Nasza Loteria SR - pasek na kartach artykułów

Wywiad z Wojciechem Smarzowskim: Wywalam moje filmy z trzewi

Marcin Mindykowski
Wojciech Smarzowski był gościem specjalnym Sopot Film Festivalu, który zorganizował retrospektywę jego filmów
Wojciech Smarzowski był gościem specjalnym Sopot Film Festivalu, który zorganizował retrospektywę jego filmów fot. Tomasz Bołt
Robię filmy, bo coś mnie uwiera, coś mnie w naszej rzeczywistości boli. Ale zawsze próbuję zostawić nadzieję. Na tyle, na ile potrafię - mówi reżyser Wojciech Smarzowski, autor "Wesela", "Domu złego" i "Róży" - najmocniejszych i najbardziej mrocznych polskich filmów ostatnich lat - w rozmowie z Marcinem Mindykowskim.

Nie lubi Pan wywiadów.
Prawda, wolę unikać.

To trochę paradoksalne, że reżyser, którego filmy w ostatnich latach wywołują tak gorącą dyskusję, sam od tej rozmowy ucieka.
Uważam, że moje miejsce jest po drugiej stronie kamery. Poza tym nie jestem pewien, czy mam coś do powiedzenia dziennikarzom. To, co mam, opowiadam filmami.

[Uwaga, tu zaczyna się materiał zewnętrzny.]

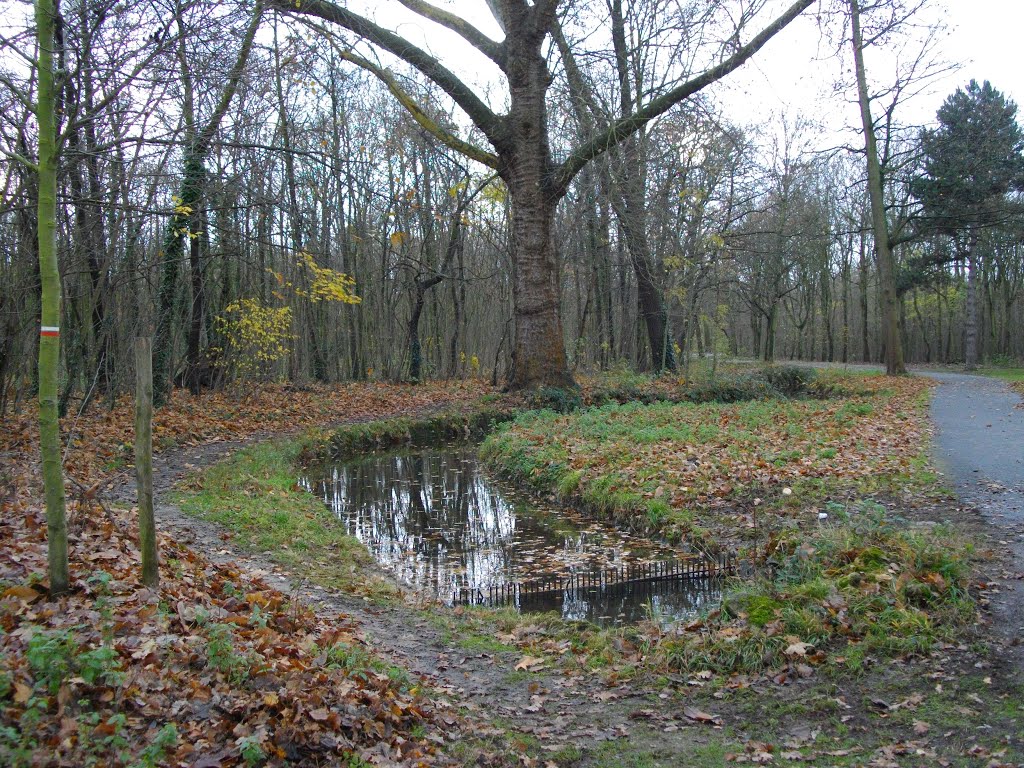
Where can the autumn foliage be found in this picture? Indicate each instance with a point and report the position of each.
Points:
(216, 669)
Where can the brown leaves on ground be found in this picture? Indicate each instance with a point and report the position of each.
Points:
(216, 669)
(238, 669)
(101, 440)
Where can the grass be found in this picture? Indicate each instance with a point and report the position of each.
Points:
(1013, 376)
(255, 497)
(867, 587)
(693, 470)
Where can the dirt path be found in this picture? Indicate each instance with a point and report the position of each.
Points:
(552, 709)
(980, 444)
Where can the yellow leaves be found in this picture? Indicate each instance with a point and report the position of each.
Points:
(257, 335)
(327, 284)
(496, 193)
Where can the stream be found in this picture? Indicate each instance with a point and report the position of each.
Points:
(443, 527)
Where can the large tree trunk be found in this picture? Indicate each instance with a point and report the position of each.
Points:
(539, 348)
(880, 226)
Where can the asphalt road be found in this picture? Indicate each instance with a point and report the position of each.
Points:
(980, 441)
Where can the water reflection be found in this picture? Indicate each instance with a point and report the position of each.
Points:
(664, 601)
(439, 524)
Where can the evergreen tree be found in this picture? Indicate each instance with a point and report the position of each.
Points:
(973, 163)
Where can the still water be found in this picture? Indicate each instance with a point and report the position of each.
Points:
(442, 526)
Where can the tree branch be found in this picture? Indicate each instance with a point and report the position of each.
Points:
(493, 50)
(414, 109)
(478, 112)
(627, 126)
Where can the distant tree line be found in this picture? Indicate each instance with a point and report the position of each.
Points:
(251, 192)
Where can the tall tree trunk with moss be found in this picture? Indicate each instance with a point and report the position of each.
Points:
(880, 225)
(184, 221)
(49, 342)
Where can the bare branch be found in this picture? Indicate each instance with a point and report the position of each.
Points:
(492, 125)
(493, 50)
(627, 126)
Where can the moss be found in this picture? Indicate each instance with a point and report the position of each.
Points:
(255, 497)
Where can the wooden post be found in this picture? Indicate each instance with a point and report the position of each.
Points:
(143, 460)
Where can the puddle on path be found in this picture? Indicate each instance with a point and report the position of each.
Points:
(442, 526)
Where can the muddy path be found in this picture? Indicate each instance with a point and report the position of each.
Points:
(549, 708)
(556, 712)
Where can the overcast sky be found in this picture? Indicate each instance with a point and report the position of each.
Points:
(796, 72)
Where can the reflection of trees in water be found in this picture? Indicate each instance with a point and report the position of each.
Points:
(664, 600)
(431, 518)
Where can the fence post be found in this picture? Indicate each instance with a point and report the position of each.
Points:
(143, 460)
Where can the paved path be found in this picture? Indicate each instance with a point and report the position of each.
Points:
(980, 441)
(980, 444)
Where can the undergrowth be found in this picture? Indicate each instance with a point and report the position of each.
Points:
(723, 475)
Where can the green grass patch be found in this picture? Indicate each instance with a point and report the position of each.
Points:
(692, 470)
(444, 426)
(1012, 375)
(254, 495)
(867, 587)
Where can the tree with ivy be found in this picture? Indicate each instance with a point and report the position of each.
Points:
(520, 148)
(973, 164)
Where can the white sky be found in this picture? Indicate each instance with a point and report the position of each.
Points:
(795, 73)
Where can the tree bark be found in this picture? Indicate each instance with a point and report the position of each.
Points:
(971, 318)
(143, 461)
(880, 226)
(49, 341)
(539, 348)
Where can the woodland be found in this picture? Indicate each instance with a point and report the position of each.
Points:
(252, 237)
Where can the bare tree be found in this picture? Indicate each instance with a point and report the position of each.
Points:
(521, 147)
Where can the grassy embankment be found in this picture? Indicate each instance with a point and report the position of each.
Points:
(782, 480)
(255, 496)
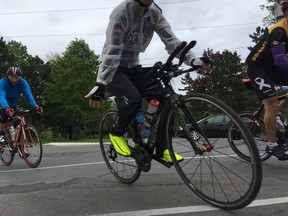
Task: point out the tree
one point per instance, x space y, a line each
72 76
224 80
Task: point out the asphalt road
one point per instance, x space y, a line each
73 180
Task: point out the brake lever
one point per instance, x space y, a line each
185 51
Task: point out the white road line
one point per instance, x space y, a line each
193 209
52 167
166 211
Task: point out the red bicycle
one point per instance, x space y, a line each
22 138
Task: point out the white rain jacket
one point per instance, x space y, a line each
129 32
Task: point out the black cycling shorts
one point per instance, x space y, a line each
264 80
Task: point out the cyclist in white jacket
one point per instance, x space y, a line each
130 30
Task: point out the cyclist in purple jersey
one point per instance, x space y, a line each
268 65
129 32
11 87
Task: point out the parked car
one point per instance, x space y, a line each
212 126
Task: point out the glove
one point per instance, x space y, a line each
98 92
9 111
38 109
203 63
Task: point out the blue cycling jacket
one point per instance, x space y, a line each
9 94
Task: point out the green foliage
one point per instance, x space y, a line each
224 81
72 76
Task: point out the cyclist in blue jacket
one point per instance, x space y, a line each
267 65
11 88
130 30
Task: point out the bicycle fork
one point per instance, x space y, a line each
200 150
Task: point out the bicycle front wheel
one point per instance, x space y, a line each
7 154
256 126
125 169
31 146
210 168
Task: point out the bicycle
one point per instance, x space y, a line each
257 128
26 141
210 167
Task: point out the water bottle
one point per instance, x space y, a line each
140 118
279 124
151 110
12 133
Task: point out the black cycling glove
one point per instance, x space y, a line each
99 92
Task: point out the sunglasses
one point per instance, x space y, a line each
14 78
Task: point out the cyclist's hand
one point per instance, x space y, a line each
203 64
96 95
38 109
9 111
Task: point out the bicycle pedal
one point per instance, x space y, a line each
162 161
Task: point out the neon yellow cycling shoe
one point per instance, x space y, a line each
166 156
120 145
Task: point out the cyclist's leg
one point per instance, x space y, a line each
128 101
263 82
3 120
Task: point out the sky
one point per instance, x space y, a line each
47 27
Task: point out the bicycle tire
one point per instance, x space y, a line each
125 169
7 156
31 147
217 176
256 126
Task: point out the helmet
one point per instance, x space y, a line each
284 5
14 71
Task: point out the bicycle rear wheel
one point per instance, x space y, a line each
31 147
210 167
7 155
125 169
256 126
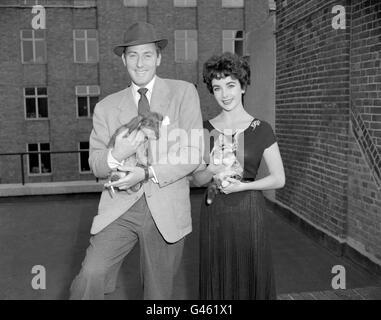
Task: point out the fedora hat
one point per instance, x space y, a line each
140 33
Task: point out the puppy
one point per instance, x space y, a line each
233 170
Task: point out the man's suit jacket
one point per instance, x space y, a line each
169 200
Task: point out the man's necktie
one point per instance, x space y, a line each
143 108
143 105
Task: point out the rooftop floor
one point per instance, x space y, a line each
53 231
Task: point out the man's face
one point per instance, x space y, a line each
142 61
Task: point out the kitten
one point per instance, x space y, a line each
149 124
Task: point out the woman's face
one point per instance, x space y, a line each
228 92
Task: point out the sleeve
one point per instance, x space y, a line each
267 135
189 152
98 145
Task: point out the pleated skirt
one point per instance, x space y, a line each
235 252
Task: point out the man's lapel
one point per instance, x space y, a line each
160 97
127 107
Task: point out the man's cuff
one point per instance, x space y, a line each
112 162
154 178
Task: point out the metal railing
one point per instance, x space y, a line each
21 156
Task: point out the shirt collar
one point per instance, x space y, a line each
149 86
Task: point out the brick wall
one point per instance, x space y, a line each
364 160
320 71
63 130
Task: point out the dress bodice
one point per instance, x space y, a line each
251 142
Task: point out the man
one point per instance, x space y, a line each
158 215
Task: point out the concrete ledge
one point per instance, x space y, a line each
48 188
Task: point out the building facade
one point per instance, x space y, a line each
52 73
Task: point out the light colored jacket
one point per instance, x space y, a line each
169 200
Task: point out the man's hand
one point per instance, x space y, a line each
133 177
126 146
215 168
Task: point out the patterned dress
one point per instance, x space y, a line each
235 253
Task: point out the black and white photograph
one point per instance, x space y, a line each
190 153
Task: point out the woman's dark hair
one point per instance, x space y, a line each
225 65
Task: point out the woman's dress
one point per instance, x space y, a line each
235 253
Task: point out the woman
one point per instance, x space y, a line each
235 256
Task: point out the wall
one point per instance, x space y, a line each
328 118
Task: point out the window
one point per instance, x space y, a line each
84 3
33 46
32 2
233 3
233 41
135 3
185 45
87 98
39 161
185 3
86 46
36 103
84 157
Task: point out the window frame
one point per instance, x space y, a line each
33 40
39 160
36 96
23 3
185 3
243 39
135 4
79 157
186 40
226 4
85 39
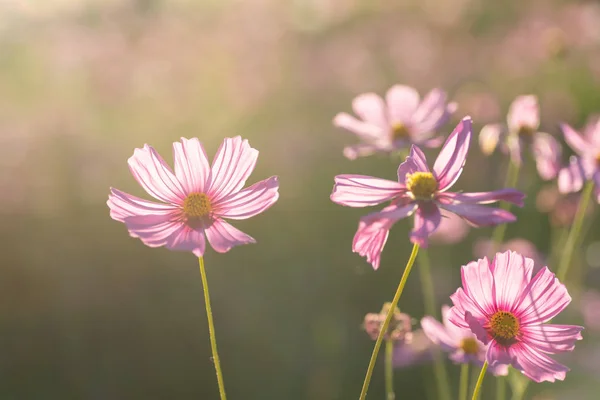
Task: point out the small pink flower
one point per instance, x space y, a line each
505 307
523 121
397 122
195 198
587 165
421 192
461 343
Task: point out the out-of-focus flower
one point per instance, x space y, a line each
399 330
420 192
397 122
523 121
461 343
507 308
453 229
561 207
485 248
195 197
590 308
586 165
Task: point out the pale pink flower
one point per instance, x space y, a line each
461 343
397 122
195 197
586 166
507 308
421 192
521 129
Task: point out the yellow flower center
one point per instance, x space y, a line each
196 205
469 346
504 326
399 131
421 184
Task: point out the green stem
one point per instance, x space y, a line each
500 388
211 330
565 260
479 382
389 371
512 176
441 375
464 382
388 318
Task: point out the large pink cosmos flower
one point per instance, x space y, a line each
505 307
587 165
422 192
399 121
196 197
461 343
523 121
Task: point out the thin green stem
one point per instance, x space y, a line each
211 330
565 260
500 388
464 382
439 370
388 318
479 382
389 370
512 176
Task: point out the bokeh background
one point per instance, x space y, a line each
86 312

Reżyserzy i aktorzy zazwyczaj lubią jednak opowiadać o tym, co przepracowali na planie, szukać w losach swoich bohaterów i ich wyborach czegoś uniwersalnego...
Myślę, że mnie też praca przy filmach zmienia. Ale nie chcę się tym dzielić. To raczej jest tak, że odpryski tych zmian zostają w moich następnych filmach. Bardzo sobie też cenię prywatność i mój czas. Brakuje mi go i na pracę, i na życie rodzinne. Poza tym łatwo jest przekroczyć granicę i stać się, z przeproszeniem, celebrytą. Chcę tego uniknąć i dlatego chronię prywatność.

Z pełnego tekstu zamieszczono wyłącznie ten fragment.